As @Ray Vickson pointed out, your expression is not correct.
Instead we have:
$$\frac{\cos^3 \theta + \sin^3 \theta}{\cos \theta + \sin \theta} = \cos^2 \theta - \cos\theta\sin\theta + \sin^2 \theta = 1 - \frac 12 \sin\theta$$
which is effectively what @andrewkirk suggested.

It is slightly different from yours, but the following argument is the same.
We can see that whatever $\theta$ is, the absolute value of the expression is less than or equal to 3/2.
When we multiply it by $r^2$ the result will go to zero when r does, as does the sine that is taken subsequently.
Therefore the limit exists and is 0.

 

[Ray Vickson]

As @Ray Vickson pointed out, your expression is not correct.
Instead we have:
$$\frac{\cos^3 \theta + \sin^3 \theta}{\cos \theta + \sin \theta} = \cos^2 \theta - \cos\theta\sin\theta + \sin^2 \theta = 1 - \frac 12 \sin\theta$$
which is effectively what @andrewkirk suggested.

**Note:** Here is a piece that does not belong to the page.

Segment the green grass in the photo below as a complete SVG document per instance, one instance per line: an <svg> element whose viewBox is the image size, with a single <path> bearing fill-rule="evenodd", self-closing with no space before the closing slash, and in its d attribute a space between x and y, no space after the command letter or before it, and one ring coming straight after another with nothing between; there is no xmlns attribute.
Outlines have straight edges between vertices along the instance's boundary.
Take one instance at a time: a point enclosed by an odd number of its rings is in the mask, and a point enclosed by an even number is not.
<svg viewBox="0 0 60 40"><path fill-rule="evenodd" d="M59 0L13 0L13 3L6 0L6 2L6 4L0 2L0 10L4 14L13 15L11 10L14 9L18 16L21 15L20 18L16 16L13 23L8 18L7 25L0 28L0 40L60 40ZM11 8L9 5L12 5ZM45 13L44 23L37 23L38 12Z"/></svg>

It is slightly different from yours, but the following argument is the same.
We can see that whatever $\theta$ is, the absolute value of the expression is less than or equal to 3/2.
When we multiply it by $r^2$ the result will go to zero when r does.
Therefore the limit exists and is 0.

Yes, indeed----almost. The function has the form 0/0 along the line $y = -x$. I don't know whether that invalidates the whole concept of a limit, since when we take a limit in 2 dimensions we are supposed to allow $(x,y) \to (0,0)$ and any direction or along any curve. The limit-point (0,0) itself is not a problem, even though it, too, gives 0/0. I am genuinely puzzled by this question.

 

[I like Serena]

Yes, indeed----almost. The function has the form 0/0 along the line $y = -x$. I don't know whether that invalidates the whole concept of a limit, since when we take a limit in 2 dimensions we are supposed to allow $(x,y) \to (0,0)$ and any direction or along any curve. The limit-point (0,0) itself is not a problem, even though it, too, gives 0/0. I am genuinely puzzled by this question.

Since those points are not part of the domain of the function, they do not participate in the evaluation of the limit do they?
We would only pick directions or curves that are inside the domain.